The Reserve Bank’s Monetary Policy Committee (MPC) raised interest rates by 25 basis points today due mainly to inflationary fears arising from food, fuel and utility prices that are rising faster than expected.
Part of the reasons for these rising prices included supply disruptions to the global economy arising from the Covid-19 pandemic, into a global market where demand was rising sharply, SA Reserve Bank Governor Lesetja Kganyago said yesterday.
The rise in repo rate to 4 percent, suggested by a clear majority of four out of five MPC members, pushing the prime lending rate to 7.5 percent, was not unexpected - 16 out of a Reuters poll of 23 economists had forecast the 25 basis point increase.
Kganyago, responding to a question from the audience, said the MPC did not consider a larger hike than 25 basis points. He said the only debate was about the timing of the increase rather than whether there should be an increase or not.
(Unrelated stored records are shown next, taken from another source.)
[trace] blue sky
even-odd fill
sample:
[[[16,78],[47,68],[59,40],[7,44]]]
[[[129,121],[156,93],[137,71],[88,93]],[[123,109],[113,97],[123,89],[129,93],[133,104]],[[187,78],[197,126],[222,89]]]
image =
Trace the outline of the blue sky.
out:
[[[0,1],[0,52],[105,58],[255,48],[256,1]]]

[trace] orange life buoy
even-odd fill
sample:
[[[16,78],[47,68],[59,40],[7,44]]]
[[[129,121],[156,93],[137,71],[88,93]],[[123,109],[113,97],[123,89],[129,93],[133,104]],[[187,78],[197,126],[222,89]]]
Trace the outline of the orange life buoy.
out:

The MPC’s decision follows a 25 basis point increase last November, this after the repo rate fell to historically low levels by 3 percent through the pandemic last year and in 2020 as the MPC did all it could in a low inflationary environment to help an economy that was in rapid decline through the pandemic.
"Given the expected trajectory for headline inflation and upside risks, the committee believes a gradual rise in the repo rate will be sufficient to keep inflation expectations well anchored and moderate the future path of interest rates," the SARB said in a statement.